Vous aurez besoin de :
Des branches fines avec et sans chatons
Une branche plus épaisse (environ 40cm)
Des feuilles mortes
De la peinture blanche
Du papier canson beige, orange clair et bleu clair
Des boules de sapin
De la guipure
Un morceau de laiton d’environ 15 à 20cm
130cm de ficelle noire
Un pistolet à colle
Du fil de fer fin
Un sécateur ou une paire de bons ciseaux




Commencez par peindre 4 feuilles avec la peinture blanche.



En attendant que cela sèche, découpez 15 feuilles longues (au total) dans les papiers beige et orange, et 15 petites feuilles dans le papier bleu.
Collez ces petites feuilles bleues sur vos brindilles.
Collez aussi des courtes brindilles au centre de 8 des feuilles longues (4 beiges, 4 oranges).



Avec le fil de fer, formez ensuite 2 fagots de 30cm de long, et 2 autres de 20cm.



Toujours avec le fil de fer, accrochez les deux grands fagots de part et d’autre de la branche épaisse, puis collez par-dessus une feuille blanche.


Accrochez ensuite les 2 petits fagots, puis collez les deux dernières feuilles.



Collez ensuite les feuilles beiges et orange, en répartissant les masses et les couleurs.
Avec le fil de fer, accrochez vos boules de sapins.

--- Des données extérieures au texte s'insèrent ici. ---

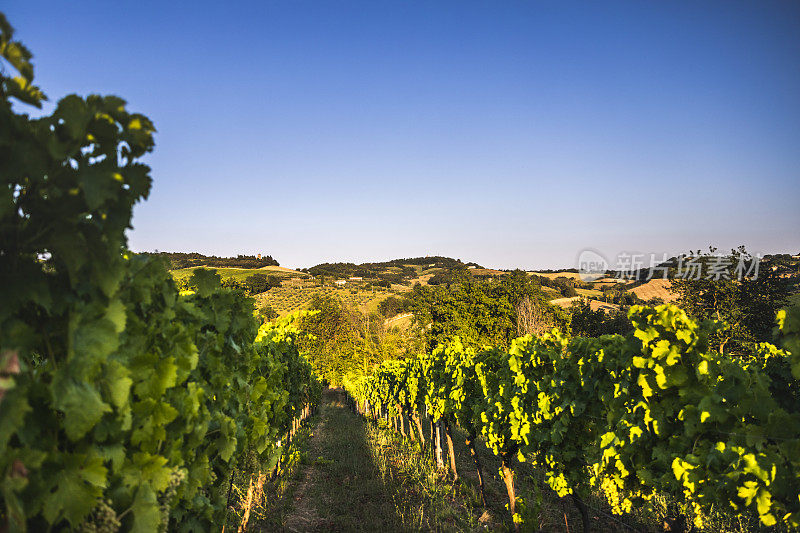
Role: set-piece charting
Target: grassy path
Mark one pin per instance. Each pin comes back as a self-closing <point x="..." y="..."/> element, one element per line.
<point x="340" y="488"/>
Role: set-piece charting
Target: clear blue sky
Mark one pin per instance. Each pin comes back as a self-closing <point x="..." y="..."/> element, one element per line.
<point x="513" y="134"/>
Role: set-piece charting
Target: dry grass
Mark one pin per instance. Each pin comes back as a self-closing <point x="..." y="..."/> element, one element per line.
<point x="655" y="288"/>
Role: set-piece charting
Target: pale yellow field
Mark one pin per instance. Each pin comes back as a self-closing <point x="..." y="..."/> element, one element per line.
<point x="655" y="288"/>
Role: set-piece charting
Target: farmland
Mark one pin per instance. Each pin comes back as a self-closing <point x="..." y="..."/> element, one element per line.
<point x="151" y="391"/>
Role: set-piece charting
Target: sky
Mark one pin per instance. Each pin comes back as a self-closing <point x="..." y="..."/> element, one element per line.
<point x="512" y="134"/>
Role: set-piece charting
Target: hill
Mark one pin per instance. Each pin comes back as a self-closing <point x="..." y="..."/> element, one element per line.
<point x="194" y="259"/>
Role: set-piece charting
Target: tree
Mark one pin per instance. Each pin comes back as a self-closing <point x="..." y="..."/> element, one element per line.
<point x="746" y="306"/>
<point x="481" y="312"/>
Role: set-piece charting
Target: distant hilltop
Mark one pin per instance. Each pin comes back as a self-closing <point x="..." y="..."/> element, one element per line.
<point x="194" y="259"/>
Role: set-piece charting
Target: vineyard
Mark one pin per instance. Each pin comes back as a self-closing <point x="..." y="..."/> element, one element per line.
<point x="135" y="397"/>
<point x="652" y="413"/>
<point x="123" y="404"/>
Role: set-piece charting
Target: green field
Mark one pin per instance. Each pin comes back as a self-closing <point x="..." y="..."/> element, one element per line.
<point x="289" y="297"/>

Pour ce qui est de l’accroche, enfilez par deux fois votre ficelle dans le tube de laiton, et nouez les extrémités à votre branche. Placez le tube de laiton de manière à former un beau triangle.



Pour réaliser les pompons de dentelle, découpez 3 bandes de 50cm*18cm dans la guipure, et crantez-les tous les 2-3cm environ, en laissant 4cm en haut de la bande pour l’attache.
Roulez les bandes sur elles-mêmes, et fixez le haut des pompons avec du fil métallique.



Accrochez les pompons à la branche de structure de la couronne.